Her father nodded, rocking back and forth in the chair on the porch.

"See? That's what I mean. You're describing a thought, a sensation and a color, all associated with a bad feeling. An experience, not just an idea. That sounds like a lot more than just putting a few clues together. It's a gift to have intuition like that and you should always pay attention to it. Don't be afraid to act on it, if that's what it's telling you."

"But what if I'm wrong?"

"What if you are? Once in a while you probably will be. But what about the times when you're right? Would you have gotten in that car if they'd offered you a ride?"

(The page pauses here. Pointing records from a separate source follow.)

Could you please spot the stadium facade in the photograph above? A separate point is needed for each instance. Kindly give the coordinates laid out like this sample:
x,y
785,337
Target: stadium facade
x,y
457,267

"They did offer me a ride," Elizabeth said. "It didn't feel right. That's why I didn't go. After they left I felt like a fool."

Her father looked at her in surprise. "Thank God you didn't get in that car. If you had, you'd be dead. I think that proves my point."


Something about what had happened in Hamburg felt wrong. Even though she couldn't see how, her intuition was making a connection to what had happened to Selena in Vienna. The only thing she could do was wait and see if something turned up to prove her intuition right.